Little League is the first national youth baseball organization to institute a pitch count. The Little League International Board of Directors approved the measure unanimously at a meeting on Aug. 25, two days before the conclusion of the Little League Baseball World Series.

“This is the right time to make this change,” Mr. Keener said. “We call upon all youth baseball organizations, including travel leagues, to implement their own pitch count programs in the interest of protecting young pitching arms. Our goal continues to be to educate everyone, particularly parents and coaches, on the potential injuries that can occur from throwing too many pitches.”

For the past two years, Little League has conducted a Pitch Count Pilot Program to determine the feasibility of implementing a regulation limiting the number of pitches a Little Leaguer can throw in a day, and the rest required before pitching again. Fifty leagues were studied in 2005, and nearly 500 signed up for the program in 2006.

“Surveys of those leagues showed the overwhelming majority were able to implement a pitch count without any problems,” Mr. Keener said. “They also found that they were able to develop other pitchers who might not have otherwise ever taken the mound. And they found that their pitchers were stronger at the end of the season.”
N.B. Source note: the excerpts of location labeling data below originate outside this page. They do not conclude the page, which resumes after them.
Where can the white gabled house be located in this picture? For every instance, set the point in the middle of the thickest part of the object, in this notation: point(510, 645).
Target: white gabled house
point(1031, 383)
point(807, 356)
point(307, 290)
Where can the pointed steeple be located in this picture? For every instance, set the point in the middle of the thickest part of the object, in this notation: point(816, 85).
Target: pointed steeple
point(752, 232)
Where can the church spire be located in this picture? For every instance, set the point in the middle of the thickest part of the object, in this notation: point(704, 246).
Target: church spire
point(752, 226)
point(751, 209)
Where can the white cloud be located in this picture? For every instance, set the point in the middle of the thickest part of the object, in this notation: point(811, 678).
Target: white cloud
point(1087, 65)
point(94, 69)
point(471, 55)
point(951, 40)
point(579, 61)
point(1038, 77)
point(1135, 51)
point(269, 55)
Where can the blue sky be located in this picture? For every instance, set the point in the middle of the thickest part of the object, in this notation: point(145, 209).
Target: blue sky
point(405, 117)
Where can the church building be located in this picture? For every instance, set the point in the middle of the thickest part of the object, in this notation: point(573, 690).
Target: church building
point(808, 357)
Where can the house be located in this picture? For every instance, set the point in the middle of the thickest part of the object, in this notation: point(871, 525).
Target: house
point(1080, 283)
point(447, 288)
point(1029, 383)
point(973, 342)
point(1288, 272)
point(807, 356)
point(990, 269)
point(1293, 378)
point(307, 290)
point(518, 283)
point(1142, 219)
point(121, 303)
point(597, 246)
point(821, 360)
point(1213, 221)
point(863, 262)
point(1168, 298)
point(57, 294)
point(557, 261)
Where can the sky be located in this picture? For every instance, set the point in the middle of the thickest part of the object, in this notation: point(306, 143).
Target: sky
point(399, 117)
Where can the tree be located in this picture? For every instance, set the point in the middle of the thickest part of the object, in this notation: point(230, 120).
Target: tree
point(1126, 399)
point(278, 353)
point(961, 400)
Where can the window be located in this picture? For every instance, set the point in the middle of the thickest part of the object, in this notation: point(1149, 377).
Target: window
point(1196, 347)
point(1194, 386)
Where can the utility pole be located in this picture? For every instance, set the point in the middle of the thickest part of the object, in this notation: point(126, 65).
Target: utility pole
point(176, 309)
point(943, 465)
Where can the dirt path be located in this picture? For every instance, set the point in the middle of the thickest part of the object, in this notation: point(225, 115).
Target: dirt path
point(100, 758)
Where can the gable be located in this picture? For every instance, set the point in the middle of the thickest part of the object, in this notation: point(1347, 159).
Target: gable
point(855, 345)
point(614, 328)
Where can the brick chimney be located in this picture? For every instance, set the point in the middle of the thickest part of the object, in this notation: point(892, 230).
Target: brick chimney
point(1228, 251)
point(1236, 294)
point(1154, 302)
Regulations for tournament play (all-stars) are similar, but with some modifications. Little League also continues to explore other pitching-related issues, such as the use of breaking pitches.

“While there is no medical evidence to support a ban on breaking pitches, it is widely speculated by medical professionals that it is ill-advised for players under 14 years old to throw breaking pitches,” Mr. Keener said.

“Breaking pitches for these ages continues to be strongly discouraged by Little League, and that is an issue we are looking at as well. As with our stance on pitch counts, we will act if and when there is enough medical evidence to support a change.”

Little League International has begun a five-year study on breaking pitches by Little League pitchers. The study is being conducted by the University of North Carolina and is supported by the Yawkey Foundation.